The differences between cardiologists’ and general medicine physicians’ GDMT prescribing are likely multifactorial, including training and education, familiarity with recent trials and guidelines, and pressure for general medicine physicians to care for patients quickly. Medication optimization is difficult even in a trial setting [4], let alone a busy primary care clinic. Clinical decision support (CDS) systems, such as treatment algorithms embedded into electronic health records, could be a future solution to closing the gap between cardiologists and general medicine physicians. Such tools could provide recommendations based on patient data for the clinician to consider and potentially help increase confidence in treating heart failure over time.

Clinical inertia is described as the lack of treatment intensification for a patient not currently at the evidence-based goals for care (O’Connor et al., 2008). Clinical inertia largely occurs in chronic diseases, with one of the most important factors contributing to clinical inertia being physician-related factors (Verhestarten et al., 2021). This lack of treatment intensification may be strongest for patients with longstanding HFrEF since some physicians may feel the patient is doing fine and may not need to change medication. Prior research supports that the efficacy and safety of newer therapies would provide reassurance in initiating new medications in these patients (Khan et al., 2020).

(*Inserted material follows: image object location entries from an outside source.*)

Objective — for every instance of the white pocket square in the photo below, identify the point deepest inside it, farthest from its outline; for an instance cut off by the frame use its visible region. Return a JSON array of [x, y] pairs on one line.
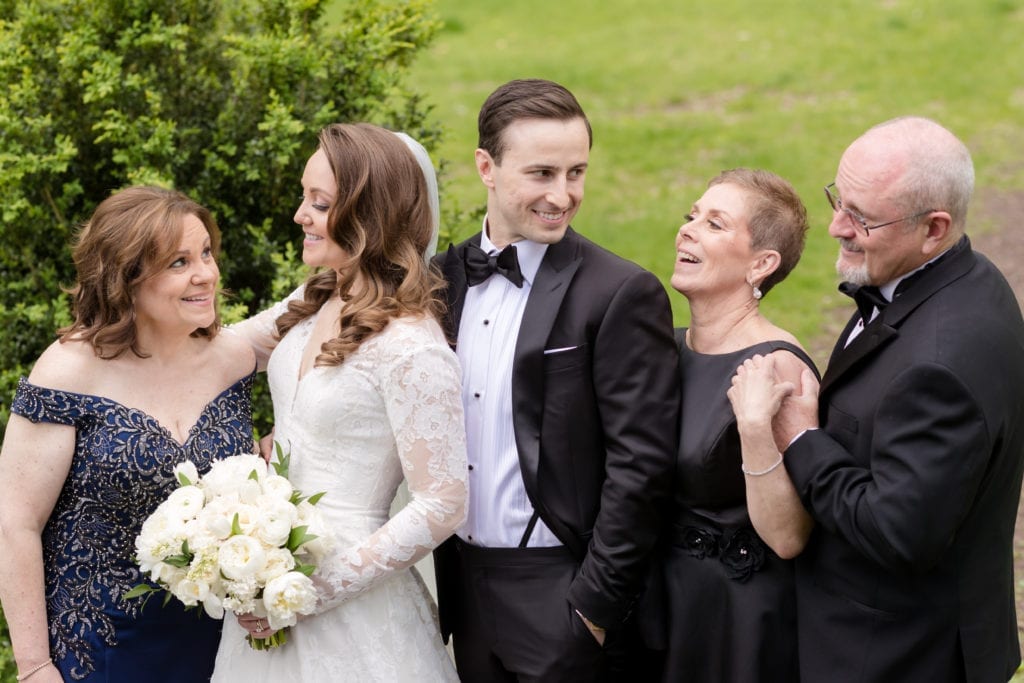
[[549, 351]]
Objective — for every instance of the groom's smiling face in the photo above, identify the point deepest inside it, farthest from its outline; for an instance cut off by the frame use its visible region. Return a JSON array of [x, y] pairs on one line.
[[538, 187]]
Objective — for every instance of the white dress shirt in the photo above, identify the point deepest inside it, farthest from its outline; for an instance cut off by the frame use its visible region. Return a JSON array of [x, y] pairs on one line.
[[499, 507]]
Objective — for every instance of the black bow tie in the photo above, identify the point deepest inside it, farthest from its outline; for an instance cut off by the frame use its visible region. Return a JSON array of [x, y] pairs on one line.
[[479, 265], [867, 298]]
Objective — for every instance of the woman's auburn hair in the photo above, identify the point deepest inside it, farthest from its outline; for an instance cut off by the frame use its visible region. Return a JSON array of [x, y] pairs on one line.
[[132, 236], [381, 218]]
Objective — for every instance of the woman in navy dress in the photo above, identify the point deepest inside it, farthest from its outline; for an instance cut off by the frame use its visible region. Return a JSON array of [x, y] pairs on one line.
[[139, 382], [736, 516]]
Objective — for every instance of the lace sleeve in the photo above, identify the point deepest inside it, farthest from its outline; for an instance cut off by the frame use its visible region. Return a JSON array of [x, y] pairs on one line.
[[422, 392], [260, 330]]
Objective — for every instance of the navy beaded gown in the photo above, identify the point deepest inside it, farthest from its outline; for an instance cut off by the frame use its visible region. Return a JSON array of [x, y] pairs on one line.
[[731, 600], [121, 471]]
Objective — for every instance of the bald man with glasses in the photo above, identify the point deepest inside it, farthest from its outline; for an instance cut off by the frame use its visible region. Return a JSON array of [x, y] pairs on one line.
[[909, 455]]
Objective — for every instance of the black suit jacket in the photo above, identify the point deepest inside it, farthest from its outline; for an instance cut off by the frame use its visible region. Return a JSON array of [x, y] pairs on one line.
[[913, 480], [595, 426]]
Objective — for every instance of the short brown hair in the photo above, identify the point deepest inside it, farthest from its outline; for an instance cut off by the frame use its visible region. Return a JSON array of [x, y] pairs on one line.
[[130, 238], [777, 217], [524, 98]]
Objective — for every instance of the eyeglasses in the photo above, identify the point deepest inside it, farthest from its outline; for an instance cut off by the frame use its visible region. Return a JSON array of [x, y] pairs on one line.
[[837, 204]]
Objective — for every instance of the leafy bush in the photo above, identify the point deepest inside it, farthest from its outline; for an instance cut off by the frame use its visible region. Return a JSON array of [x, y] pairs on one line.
[[217, 98]]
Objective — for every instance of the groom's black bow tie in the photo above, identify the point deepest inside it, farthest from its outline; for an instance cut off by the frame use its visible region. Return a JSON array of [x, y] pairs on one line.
[[866, 297], [479, 265]]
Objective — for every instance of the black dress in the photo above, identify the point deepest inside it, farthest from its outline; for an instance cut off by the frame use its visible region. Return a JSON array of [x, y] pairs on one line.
[[731, 600]]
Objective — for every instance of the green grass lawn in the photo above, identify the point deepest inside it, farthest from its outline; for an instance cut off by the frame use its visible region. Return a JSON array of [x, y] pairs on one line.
[[678, 91]]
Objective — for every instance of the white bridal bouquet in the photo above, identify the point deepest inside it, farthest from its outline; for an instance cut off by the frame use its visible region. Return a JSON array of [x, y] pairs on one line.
[[240, 539]]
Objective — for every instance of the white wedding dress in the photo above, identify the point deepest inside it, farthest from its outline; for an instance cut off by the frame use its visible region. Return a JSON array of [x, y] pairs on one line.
[[390, 411]]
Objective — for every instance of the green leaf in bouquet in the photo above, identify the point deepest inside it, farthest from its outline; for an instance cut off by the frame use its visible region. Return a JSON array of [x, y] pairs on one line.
[[179, 561], [284, 460], [299, 537]]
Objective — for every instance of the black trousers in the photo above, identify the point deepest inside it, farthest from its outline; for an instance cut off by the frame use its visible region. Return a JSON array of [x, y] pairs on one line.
[[511, 622]]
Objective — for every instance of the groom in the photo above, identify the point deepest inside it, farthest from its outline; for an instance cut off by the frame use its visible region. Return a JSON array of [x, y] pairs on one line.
[[570, 385]]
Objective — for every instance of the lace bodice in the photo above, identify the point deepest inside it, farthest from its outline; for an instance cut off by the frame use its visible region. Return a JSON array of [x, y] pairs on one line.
[[392, 410]]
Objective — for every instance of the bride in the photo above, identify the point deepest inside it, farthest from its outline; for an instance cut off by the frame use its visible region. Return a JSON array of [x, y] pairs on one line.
[[366, 393]]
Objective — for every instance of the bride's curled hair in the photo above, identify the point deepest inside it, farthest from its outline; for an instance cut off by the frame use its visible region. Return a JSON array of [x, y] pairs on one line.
[[382, 220]]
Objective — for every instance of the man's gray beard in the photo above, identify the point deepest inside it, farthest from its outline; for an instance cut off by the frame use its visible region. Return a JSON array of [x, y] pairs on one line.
[[857, 275]]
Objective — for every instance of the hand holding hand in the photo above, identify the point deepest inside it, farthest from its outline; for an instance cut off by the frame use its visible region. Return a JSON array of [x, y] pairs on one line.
[[258, 627], [756, 395], [798, 413], [596, 631]]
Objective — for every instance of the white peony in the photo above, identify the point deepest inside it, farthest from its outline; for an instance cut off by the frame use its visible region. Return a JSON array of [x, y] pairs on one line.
[[287, 596], [278, 486], [241, 557], [187, 471], [230, 475], [276, 517], [183, 503], [279, 561]]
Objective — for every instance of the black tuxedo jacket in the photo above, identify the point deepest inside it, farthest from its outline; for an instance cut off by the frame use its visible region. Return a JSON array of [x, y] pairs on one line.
[[913, 480], [595, 426]]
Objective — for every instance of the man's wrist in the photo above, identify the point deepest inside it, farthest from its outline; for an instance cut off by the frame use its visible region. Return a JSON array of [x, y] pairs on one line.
[[590, 625]]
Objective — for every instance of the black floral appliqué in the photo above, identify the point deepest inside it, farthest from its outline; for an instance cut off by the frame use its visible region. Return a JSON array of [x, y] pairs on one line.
[[742, 554]]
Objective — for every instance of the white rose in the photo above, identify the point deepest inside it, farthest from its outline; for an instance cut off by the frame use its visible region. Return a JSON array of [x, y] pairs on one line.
[[230, 474], [287, 596], [279, 561], [190, 592], [217, 515], [312, 519], [213, 605], [183, 503], [276, 517], [241, 557], [187, 471], [278, 486]]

Our study has several limitations. Surveys are subject to self-selection bias; in the case of our study, providers who opted to respond to the survey are likely more self-assured with the management of GDMT in patients with HFrEF, as reflected in the baseline confidence of the respondents. The respondents were also clinicians with many years of experience treating patients with HF. Therefore, our survey findings may not generalize to all general medicine physicians and cardiologists, especially those just entering clinical practice. While new clinicians may be more familiar with recent data, they could have less confidence due to their limited experience. Another limitation of the study would be that no data was collected on the practice setting for each physician. Additionally, our study assessed providers’ self-reported actions to hypothetical scenarios rather than measuring true prescribing behaviors for actual patient encounters where other factors often impact decision-making regarding medications, such as medication cost, pill burden, need for lab and hemodynamic monitoring, and patient willingness to adjust medications.The survey also requires physicians to select a single answer, even though physicians may choose to make more than one change for a patient in certain situations. A combination of these limitations likely explains why medication optimization appeared higher in our study and therapeutic inertia lower amongst both groups of providers as compared to “real world” data on GDMT adherence in patients with HFrEF [9].

Conclusions

The results of this survey show that cardiologists were more likely to adjust GDMT compared to general medicine physicians. Specific differences included initiation and titration of beta-blockers and ARNI. Cardiologists were more likely to initiate HYD/ISDN than general medicine physicians. Future focus on improving GDMT prescribing should target providers outside of cardiology to improve care in patients with HFrEF.